Rose Lavenia Bernadette Rounds Ganilau (born July 5, 1951, as Lavenia Bernadette Rounds) is a Fijian writer, broadcaster, and politician, who served as Minister for Labour, Minister for Tourism, Industrial Relations, Productivity and Environment in the interim Cabinet of Commodore Frank Bainimarama, having been appointed on 9 January 2007. In previous political roles, she served in 2000 and 2001 in the Interim Government of Prime Minister Laisenia Qarase as Assistant Minister for Social Welfare, and from June to December 2006, she was Deputy Leader of the Opposition and Chairperson of the Public Accounts Committee of the House of Representatives, until the military coup of 5 December.

Long a political activist, Ganilau's causes included women's rights and human rights in general, and has served as President of Women Entrepreneurs Fiji. She spent much of mid-to-late 2005 campaigning against the government's controversial Reconciliation, Tolerance, and Unity Bill, which proposes to establish a Commission with the power to compensate victims and pardon perpetrators of the Fiji coup of 2000. On 13 July 2005, she described the bill as one that would encourage hatred and violence rather than tolerance and accommodation.

==Personal life==

Ganilau is married to Ratu Jone Antonio Rabici Rabaraba Ganilau, the youngest son of Ratu Sir Penaia Ganilau, Fiji's first President (1987-1993). They have adopted his grand-niece Jordana Nicolai Adi Mei Vikatoria Kainona Ganilau, daughter of Adi Laisa Ganilau. Her brother-in-law, Ratu Epeli Ganilau, was a well-known contemporary politician.

Ganilau grew up in a home surrounded by music.

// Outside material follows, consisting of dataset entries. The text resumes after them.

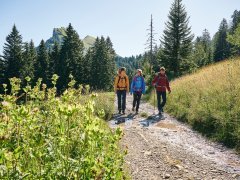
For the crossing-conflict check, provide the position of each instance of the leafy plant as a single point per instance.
(51, 137)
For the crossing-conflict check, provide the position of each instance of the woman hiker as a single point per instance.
(121, 88)
(137, 89)
(161, 83)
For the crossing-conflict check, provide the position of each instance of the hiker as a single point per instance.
(161, 83)
(137, 89)
(121, 88)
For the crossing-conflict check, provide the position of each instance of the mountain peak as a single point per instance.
(59, 34)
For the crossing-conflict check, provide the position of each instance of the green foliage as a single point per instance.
(202, 51)
(71, 58)
(51, 137)
(12, 54)
(209, 100)
(222, 47)
(42, 63)
(29, 60)
(103, 67)
(235, 38)
(130, 63)
(177, 40)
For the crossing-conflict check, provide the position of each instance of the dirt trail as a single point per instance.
(164, 148)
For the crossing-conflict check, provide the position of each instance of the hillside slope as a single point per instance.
(209, 100)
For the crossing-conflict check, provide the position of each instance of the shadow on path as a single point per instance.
(151, 120)
(121, 118)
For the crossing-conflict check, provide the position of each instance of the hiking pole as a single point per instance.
(154, 101)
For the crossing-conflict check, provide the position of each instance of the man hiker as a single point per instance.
(121, 88)
(161, 83)
(137, 89)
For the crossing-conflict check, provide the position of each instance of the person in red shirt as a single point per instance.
(161, 83)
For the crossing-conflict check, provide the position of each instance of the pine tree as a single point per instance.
(103, 64)
(2, 72)
(235, 38)
(177, 40)
(87, 65)
(235, 50)
(110, 64)
(221, 47)
(151, 44)
(12, 54)
(54, 60)
(235, 21)
(71, 57)
(202, 51)
(29, 60)
(42, 64)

Her mother was musician Bonita Rounds who played piano in a group called the Snappy Six.

==Career==
In 2000, Ganilau was appointed an interim Minister after the 2000 Fijian coup d'état.

Ganilau contested and won the Suva City General Communal Constituency for the United Peoples Party (UPP) in the general election scheduled for 6–13 May, defeating Cabinet Minister Kenneth Zinck. She was one of two UPP candidates returned in the election.

She resigned from the United People's Party in 2007 after being ousted as Deputy Opposition leader and accepting an office in the interim government. She was appointed to oversee Labour and Tourism. UPP leader Mick Beddoes, an opponent of the military coup and of the government formed by its leader, asked her to resign from the party.

In January 2008, Ganilau was "dropped" from the government position of Tourism Minister during a Cabinet reshuffle. In November 2008 she established the Green Party of Fiji. Due to a court order, the party was dissolved with its assets forfeited to the State. Ganilau choose not to run in the 2018 General Election citing her familie's wishes.

She, along with six other women, took the Government to court over the 'Electoral (Registration of Voters) Act' and the 'Interpretation Act' of 2021. The law required voters to change their birth certificate to match the name they registered to vote with, which means married women who adopted their husbands last name were required to change their name on their birth certificate as well. The act went into effect on October 31, 2022; while the case was still pending.
The law was still in place in May 2023.